Interopérabilité et normalisation
Un premier défi majeur est celui de l’interopérabilité et de la normalisation. Pour être réellement utiles, les jumeaux numériques doivent pouvoir dialoguer avec les outils déjà en place : systèmes d’information géographique (SIG), maquettes numériques BIM, documents réglementaires comme les PLU ou les SCoT, mais aussi les logiciels de simulation qui permettent de projeter et d’évaluer les impacts de futurs projets.
À cet égard, les Meshs 3D offrent une représentation visuelle très détaillée et qualitative des villes et territoires, mais leur usage reste limité à la visualisation. Ils ne sont pas conçus pour être interopérables avec d’autres outils ou formats de données, ce qui restreint leur capacité à alimenter des analyses ou des simulations.
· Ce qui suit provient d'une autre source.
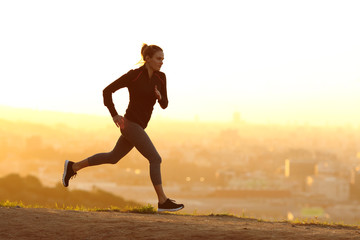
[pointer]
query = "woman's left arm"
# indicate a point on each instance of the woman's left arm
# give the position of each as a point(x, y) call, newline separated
point(164, 100)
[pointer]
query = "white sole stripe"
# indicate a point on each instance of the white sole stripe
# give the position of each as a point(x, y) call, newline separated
point(169, 210)
point(65, 171)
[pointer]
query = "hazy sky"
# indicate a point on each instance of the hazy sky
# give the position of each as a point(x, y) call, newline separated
point(272, 61)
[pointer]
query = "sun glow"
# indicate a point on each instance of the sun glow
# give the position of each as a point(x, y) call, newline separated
point(278, 61)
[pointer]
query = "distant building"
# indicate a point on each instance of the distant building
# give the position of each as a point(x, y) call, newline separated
point(299, 169)
point(332, 188)
point(355, 184)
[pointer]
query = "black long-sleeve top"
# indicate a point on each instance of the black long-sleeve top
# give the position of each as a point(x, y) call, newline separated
point(141, 93)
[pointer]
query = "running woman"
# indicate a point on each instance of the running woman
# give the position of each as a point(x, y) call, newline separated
point(146, 84)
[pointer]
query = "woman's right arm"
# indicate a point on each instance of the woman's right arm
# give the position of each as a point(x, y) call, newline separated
point(121, 82)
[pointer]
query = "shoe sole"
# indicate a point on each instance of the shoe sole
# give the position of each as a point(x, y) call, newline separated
point(65, 171)
point(170, 210)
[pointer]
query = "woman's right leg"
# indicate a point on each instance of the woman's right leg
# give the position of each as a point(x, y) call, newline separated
point(121, 148)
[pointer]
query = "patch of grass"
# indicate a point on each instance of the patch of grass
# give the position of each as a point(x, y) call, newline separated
point(148, 209)
point(7, 203)
point(316, 222)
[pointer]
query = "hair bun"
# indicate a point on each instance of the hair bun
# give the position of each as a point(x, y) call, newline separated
point(143, 49)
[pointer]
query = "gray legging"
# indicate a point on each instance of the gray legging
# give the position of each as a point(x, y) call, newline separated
point(133, 135)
Le format CityGML, quant à lui, reconnu à l’international, offre la possibilité de représenter les environnements urbains avec différents niveaux de détail et d’intégrer des attributs utiles pour les analyses et les simulations. Son principal écueil reste toutefois son adoption encore limitée : la mise en œuvre est chronophage et trop peu répandue pour garantir une généralisation rapide.
En France, le Conseil national de l’information géographique (CNIG), en collaboration avec le MINnD et l’IGN, a engagé des travaux pour poser les premières bases de standardisation. Le groupe de travail « Jumeaux numériques des territoires », s’attache à définir les usages prioritaires, à identifier les besoins communs et à clarifier les questions de gouvernance, de normes et de standards. L’objectif est de donner un cadre plus lisible à l’échelle nationale, indispensable pour faciliter le déploiement opérationnel.
À l’échelle européenne, une dynamique est également en marche. Un EDIC européen (European Digital Infrastructure Consortium) a récemment été créé pour accompagner les territoires dans la mise en place de leurs jumeaux numériques et surtout pour assurer leur interconnexion à l’échelle du continent. Baptisé LTDCitiVerse, ce projet vise à constituer une véritable « Citiverse » européenne.
Gouvernance de la donnée publique
La gouvernance de la donnée publique constitue un point de vigilance majeur dans le déploiement des jumeaux numériques. La valeur de ces outils repose avant tout sur la qualité, l’accessibilité et la mise à jour des informations qui les alimentent. Il s’agit donc de définir précisément qui peut accéder à quelles données, selon quelles conditions, tout en garantissant leur sécurité et leur confidentialité. La donnée doit être fiable, suffisamment détaillée et régulièrement actualisée pour éviter tout biais dans la décision publique.
À cette exigence s’ajoute un enjeu crucial de souveraineté : maîtriser la propriété et l’hébergement des données devient une question stratégique, étroitement liée à l’indépendance des politiques publiques. Cela suppose de mettre en place des règles claires de collecte, de stockage et de partage, en veillant à leur intégrité et à leur protection face aux cybermenaces. Ainsi l’établissement d’un cadre institutionnel et juridique robuste apparaît comme une étape incontournable pour garantir la confiance et l’efficacité de ces dispositifs.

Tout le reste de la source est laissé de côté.